PORTLAND — The shots dropped into the basket with remarkable efficiency.
So much that Kobe Bryant initially outscored the entire Dallas Mavericks. So much that Bryant scored 62 points through three quarters, giving the Lakers enough cushion that he felt no need to play in the final period. So much that Bryant became the sixth player in Lakers history to score at least 60 points in a regular-season game.
And with the Lakers (9-37) facing the Dallas Mavericks (25-20) for the final time on Tuesday at Staples Center, Bryant narrowed in on one specific source that fueled his outburst.
“Del Harris,” Bryant said, sparking laughter both from himself and reporters.
Harris worked as a Mavericks assistant from 2000 to 2007. But before that, Harris coached the Lakers from 1994-1999 through Bryant’s first two NBA seasons. The Lakers then fired Harris after a 6-6 start in the 1999 lock-out shortened season. Bryant became frustrated playing for Harris, who featured him off the bench in 15.5 minutes per game his rookie season.
“When I was a rookie, I hated Del,” Bryant said. “I always said if I get a chance to get revenge, I’m going to get it.”
Bryant sought his revenge on Dec. 20, 2005 in the Lakers’ 112-90 victory over the Mavericks at Staples Center. He shot 18 of 31 from the field and converted on 22 of 25 foul shots in 32 minutes. He scored 30 points in the third quarter, including a three-pointer with 4.4 seconds remaining in the period to eclipse the Mavericks’ point total (61).
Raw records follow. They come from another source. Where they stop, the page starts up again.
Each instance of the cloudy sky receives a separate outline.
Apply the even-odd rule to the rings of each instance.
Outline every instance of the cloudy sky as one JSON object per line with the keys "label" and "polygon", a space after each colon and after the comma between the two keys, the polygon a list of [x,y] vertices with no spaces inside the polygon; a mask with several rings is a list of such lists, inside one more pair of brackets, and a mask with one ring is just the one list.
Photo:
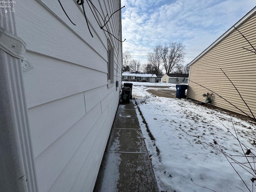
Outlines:
{"label": "cloudy sky", "polygon": [[185,45],[191,61],[256,6],[255,0],[121,0],[123,51],[146,63],[161,43]]}

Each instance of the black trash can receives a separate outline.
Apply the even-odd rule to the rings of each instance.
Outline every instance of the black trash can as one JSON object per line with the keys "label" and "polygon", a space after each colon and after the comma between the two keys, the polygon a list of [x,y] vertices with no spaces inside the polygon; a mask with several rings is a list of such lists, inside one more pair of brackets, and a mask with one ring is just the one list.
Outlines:
{"label": "black trash can", "polygon": [[133,84],[131,83],[124,83],[124,87],[128,87],[131,88],[131,94],[130,96],[130,99],[132,99],[132,85]]}
{"label": "black trash can", "polygon": [[176,98],[185,98],[185,92],[188,89],[187,85],[177,84],[176,85]]}
{"label": "black trash can", "polygon": [[128,87],[124,87],[122,88],[122,103],[130,103],[131,90]]}

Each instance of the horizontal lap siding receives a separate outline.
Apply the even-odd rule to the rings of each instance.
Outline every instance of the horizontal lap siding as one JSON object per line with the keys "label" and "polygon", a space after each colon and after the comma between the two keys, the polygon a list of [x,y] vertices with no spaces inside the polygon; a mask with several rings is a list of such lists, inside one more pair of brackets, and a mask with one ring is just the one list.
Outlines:
{"label": "horizontal lap siding", "polygon": [[[238,29],[254,47],[256,47],[255,15],[240,26]],[[222,69],[256,115],[256,106],[254,98],[256,96],[256,54],[243,47],[254,51],[245,39],[235,30],[191,65],[188,96],[204,102],[205,98],[202,96],[202,94],[212,92],[194,82],[219,94],[243,112],[216,94],[212,97],[211,104],[252,116],[236,89],[222,71]]]}
{"label": "horizontal lap siding", "polygon": [[[24,81],[40,192],[93,190],[119,102],[122,43],[100,28],[86,2],[92,37],[76,1],[61,1],[75,26],[58,1],[25,1],[15,8],[22,13],[16,15],[17,33],[33,67]],[[93,3],[104,18],[120,6],[119,0]],[[118,38],[120,16],[107,25]],[[114,50],[110,85],[109,38]]]}

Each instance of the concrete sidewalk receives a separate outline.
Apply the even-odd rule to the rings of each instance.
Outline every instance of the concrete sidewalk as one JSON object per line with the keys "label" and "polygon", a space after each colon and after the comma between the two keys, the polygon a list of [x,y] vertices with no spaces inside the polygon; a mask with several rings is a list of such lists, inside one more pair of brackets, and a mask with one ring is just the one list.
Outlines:
{"label": "concrete sidewalk", "polygon": [[94,191],[158,191],[131,101],[118,106]]}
Yet, Bryant argued that his career-high 81-point performance on Jan. 22, 2006 against Toronto became more difficult because “my knee was killing me.” When Bryant reported feeling “fantastic” against Dallas with both his health and for sticking it to Harris.
“That being said, he pushed me back then to try to be as efficient as possible to get some minutes on the floor,” Bryant said. “I had to earn everything I got. I’m very appreciative now. But I’d be lying if I said that wasn’t part of the motivation.”